Quantum Diagonalization–Aided Design and Validation of Catalytic Pathways for Multi-Carbon Products in Carbon Dioxide Electroreduction

This work presents an integrated approach that combines in-situ experimental analysis with quantum-accelerated reaction-pathway calculations to resolve the mechanisms governing C–C coupling and C2+ formation in electrochemical CO2 reduction. By employing a hybrid framework that couples density functional theory (DFT) with quantum diagonalization (SQD), we achieved faster and more accurate mapping of intermediate energetics compared to classical methods.

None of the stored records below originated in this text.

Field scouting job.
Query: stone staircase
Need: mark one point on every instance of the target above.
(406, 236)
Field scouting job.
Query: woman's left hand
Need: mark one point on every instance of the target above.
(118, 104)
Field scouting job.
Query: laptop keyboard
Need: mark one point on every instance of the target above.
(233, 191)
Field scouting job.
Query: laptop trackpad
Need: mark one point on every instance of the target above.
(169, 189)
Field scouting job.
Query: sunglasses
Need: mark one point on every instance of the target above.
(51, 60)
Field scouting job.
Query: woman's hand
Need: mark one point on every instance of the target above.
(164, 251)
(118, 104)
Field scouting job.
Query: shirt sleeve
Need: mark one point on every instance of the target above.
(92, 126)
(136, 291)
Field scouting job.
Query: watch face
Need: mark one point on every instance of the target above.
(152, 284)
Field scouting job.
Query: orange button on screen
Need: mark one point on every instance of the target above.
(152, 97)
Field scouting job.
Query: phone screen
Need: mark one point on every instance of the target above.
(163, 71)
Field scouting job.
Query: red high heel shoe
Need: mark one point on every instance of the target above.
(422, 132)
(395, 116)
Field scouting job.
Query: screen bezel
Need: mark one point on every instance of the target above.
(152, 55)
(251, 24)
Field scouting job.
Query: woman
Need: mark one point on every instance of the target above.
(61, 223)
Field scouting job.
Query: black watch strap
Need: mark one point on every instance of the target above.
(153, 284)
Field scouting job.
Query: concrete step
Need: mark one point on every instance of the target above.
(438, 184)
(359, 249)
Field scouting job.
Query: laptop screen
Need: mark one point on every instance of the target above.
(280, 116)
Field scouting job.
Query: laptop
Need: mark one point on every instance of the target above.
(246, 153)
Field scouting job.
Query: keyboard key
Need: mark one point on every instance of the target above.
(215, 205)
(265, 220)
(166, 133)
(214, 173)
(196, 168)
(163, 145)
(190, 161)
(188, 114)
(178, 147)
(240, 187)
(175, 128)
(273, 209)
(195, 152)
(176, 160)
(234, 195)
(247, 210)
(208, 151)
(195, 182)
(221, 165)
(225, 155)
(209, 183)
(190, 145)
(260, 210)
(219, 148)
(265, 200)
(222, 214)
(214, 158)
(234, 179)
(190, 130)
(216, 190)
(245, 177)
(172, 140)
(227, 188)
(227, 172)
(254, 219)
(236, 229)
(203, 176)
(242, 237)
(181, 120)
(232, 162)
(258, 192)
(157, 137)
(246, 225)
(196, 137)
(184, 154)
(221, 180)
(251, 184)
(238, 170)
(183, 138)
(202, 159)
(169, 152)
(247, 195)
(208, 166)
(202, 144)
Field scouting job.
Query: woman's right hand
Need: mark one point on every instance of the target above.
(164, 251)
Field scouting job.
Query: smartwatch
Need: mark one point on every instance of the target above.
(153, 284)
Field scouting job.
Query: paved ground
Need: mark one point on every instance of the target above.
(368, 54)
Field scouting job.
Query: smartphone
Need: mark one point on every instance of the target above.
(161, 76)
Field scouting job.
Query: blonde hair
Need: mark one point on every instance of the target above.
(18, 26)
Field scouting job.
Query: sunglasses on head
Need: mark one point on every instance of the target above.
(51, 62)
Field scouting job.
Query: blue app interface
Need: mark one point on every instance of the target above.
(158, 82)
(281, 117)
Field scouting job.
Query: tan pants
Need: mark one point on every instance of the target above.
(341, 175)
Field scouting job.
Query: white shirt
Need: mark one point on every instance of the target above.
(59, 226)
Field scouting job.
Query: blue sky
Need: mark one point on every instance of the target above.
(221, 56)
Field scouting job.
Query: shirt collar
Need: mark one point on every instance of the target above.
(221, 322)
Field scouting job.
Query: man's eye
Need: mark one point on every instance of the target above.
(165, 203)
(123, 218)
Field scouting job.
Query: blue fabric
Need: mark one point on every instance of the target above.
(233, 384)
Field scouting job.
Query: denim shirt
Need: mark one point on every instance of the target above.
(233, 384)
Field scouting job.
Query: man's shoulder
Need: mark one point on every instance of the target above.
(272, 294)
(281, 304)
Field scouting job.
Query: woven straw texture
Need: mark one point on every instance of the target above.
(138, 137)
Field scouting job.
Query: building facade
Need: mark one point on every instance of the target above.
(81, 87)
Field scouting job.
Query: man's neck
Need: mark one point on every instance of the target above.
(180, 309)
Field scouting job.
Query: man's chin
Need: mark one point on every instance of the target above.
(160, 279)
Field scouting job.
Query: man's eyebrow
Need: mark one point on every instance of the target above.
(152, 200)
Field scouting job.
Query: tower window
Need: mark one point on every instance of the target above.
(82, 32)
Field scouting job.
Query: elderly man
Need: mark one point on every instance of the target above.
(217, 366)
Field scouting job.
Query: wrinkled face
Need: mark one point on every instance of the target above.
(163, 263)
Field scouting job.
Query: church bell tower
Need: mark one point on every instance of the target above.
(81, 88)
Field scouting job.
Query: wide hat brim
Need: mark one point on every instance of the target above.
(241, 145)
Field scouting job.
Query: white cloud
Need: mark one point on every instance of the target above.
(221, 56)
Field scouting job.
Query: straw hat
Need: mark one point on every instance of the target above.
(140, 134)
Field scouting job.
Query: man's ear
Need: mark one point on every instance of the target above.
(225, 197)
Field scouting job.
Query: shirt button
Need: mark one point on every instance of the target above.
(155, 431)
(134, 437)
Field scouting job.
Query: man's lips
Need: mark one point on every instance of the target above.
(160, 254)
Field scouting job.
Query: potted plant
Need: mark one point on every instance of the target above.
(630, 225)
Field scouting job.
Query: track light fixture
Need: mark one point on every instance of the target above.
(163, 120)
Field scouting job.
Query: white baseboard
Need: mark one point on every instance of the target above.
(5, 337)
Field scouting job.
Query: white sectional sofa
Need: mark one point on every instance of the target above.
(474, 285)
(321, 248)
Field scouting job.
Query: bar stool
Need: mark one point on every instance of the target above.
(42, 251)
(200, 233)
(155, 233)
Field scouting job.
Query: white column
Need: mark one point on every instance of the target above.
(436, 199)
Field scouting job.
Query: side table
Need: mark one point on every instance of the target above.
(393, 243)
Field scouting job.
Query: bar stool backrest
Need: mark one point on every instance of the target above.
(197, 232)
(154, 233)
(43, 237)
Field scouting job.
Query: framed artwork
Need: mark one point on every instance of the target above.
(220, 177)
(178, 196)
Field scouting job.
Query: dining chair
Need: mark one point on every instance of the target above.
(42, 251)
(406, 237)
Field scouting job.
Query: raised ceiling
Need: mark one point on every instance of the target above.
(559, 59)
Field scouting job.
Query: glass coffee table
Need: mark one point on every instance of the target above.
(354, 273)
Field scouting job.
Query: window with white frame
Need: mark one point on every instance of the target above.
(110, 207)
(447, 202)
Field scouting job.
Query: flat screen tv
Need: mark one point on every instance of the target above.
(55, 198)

The electrocatalyst design strategy focuses on defect engineering in mixed two-dimensional chalcogenides, where controlled chalcogen ratios yield dominant defect types that enhance surface dipoles, increase d-orbital availability near the Fermi level, and strengthen CO2 and *CO adsorption. Each of these steps is essential for lowering the coupling barrier. Guided by these quantum calculations, synthesized chalcogenides are probed via in-situ techniques such as Raman and SFG, supported by ex-situ XPS and high-resolution electron microscopy to quantify defect populations and adsorption behavior. Electrochemical CO2 reduction benchmarking is performed in RDE and flow-cell configurations to quantify reaction yield, HER suppression, and overall performance. This combined quantum calculation-experimental framework establishes a predictive methodology for rationally steering CO2RR toward multi-carbon products through defect-ratio engineering.